11.2 Elimination by substitution

Solve the system $\begin{array}{lll}\{\begin{array}{l}2x+3y=14\\ 3x+y=7\end{array}\hfill & \hfill & \begin{array}{l}\left(1\right)\\ \left(2\right)\end{array}\hfill \end{array}$

Step 1:  Since the coefficient of $y$ in equation 2 is 1, we will solve equation 2 for $y$ .

       $y=-3x+7$

Step 2:  Substitute the expression $-3x+7$ for $y$ in equation 1.

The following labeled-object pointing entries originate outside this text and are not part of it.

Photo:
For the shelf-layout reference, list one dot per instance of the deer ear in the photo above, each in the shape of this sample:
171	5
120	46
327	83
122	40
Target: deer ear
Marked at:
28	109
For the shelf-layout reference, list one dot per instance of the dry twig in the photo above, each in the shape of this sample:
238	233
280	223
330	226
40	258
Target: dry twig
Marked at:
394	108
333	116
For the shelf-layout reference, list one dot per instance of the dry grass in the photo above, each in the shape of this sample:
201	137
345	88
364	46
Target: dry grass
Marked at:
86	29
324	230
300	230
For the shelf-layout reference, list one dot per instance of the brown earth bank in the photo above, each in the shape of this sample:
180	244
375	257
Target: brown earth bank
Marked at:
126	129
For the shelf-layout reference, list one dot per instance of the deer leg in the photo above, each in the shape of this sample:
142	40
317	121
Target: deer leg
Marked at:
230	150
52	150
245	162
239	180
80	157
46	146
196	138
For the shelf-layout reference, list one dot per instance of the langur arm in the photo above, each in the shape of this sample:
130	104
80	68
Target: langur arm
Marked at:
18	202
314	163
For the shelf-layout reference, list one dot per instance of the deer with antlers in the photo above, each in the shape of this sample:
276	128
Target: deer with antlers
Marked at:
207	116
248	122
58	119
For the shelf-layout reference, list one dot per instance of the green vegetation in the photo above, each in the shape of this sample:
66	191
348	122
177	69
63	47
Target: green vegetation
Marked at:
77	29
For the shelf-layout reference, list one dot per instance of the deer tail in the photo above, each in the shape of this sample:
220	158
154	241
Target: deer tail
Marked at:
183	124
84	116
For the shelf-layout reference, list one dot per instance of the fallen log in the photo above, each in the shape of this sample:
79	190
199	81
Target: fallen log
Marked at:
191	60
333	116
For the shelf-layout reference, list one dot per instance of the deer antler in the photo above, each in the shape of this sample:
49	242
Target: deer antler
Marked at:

       $2x+3\left(-3x+7\right)=14$

Step 3:  Solve the equation obtained in step 2.
      $\begin{array}{rrr}\hfill 2x+3\left(-3x+7\right)& =\hfill & 14\hfill \\ \hfill 2x-9x+21& =\hfill & 14\hfill \\ \hfill -7x+21& =\hfill & 14\hfill \\ \hfill -7x& =\hfill & -7\hfill \\ \hfill x& =\hfill & 1\hfill \end{array}$
Step 4:  Substitute $x=1$ into the equation obtained in step $1,y=-3x+7.$
      $\begin{array}{lll}y\hfill & =\hfill & -3\left(1\right)+7\hfill \\ y\hfill & =\hfill & -3+7\hfill \\ y\hfill & =\hfill & 4\hfill \end{array}$
 We now have $x=1$ and $y=4.$

Step 5:  Substitute $x=1,y=4$ into each of the original equations for a check.
$$\begin{array}{llllllllllll}(1)\hfill & \hfill & \hfill 2x+3y& =\hfill & 14\hfill & \hfill & (2)\hfill & \hfill & \hfill 3x+y& =\hfill & 7\hfill & \hfill \\ \hfill & \hfill & \hfill 2(1)+3(4)& =\hfill & 14\hfill & \text{Is\hspace{0.17em}this\hspace{0.17em}correct?}\hfill & \hfill & \hfill & \hfill 3(1)+(4)& =\hfill & 7\hfill & \text{Is\hspace{0.17em}this\hspace{0.17em}correct?}\hfill \\ \hfill & \hfill & \hfill 2+12& =\hfill & 14\hfill & \text{Is\hspace{0.17em}this\hspace{0.17em}correct?}\hfill & \hfill & \hfill & \hfill 3+4& =\hfill & 7\hfill & \text{Is\hspace{0.17em}this\hspace{0.17em}correct?}\hfill \\ \hfill & \hfill & \hfill 14& =\hfill & 14\hfill & \text{Yes,\hspace{0.17em}this\hspace{0.17em}is\hspace{0.17em}correct}\text{.}\hfill & \hfill & \hfill & \hfill 7& =\hfill & 7\hfill & \text{Yes,\hspace{0.17em}this\hspace{0.17em}is\hspace{0.17em}correct}\text{.}\hfill \end{array}$$

Step 6:  The solution is $\left(1,4\right).$ The point $\left(1,4\right)$ is the point of intersection of the two lines of the system.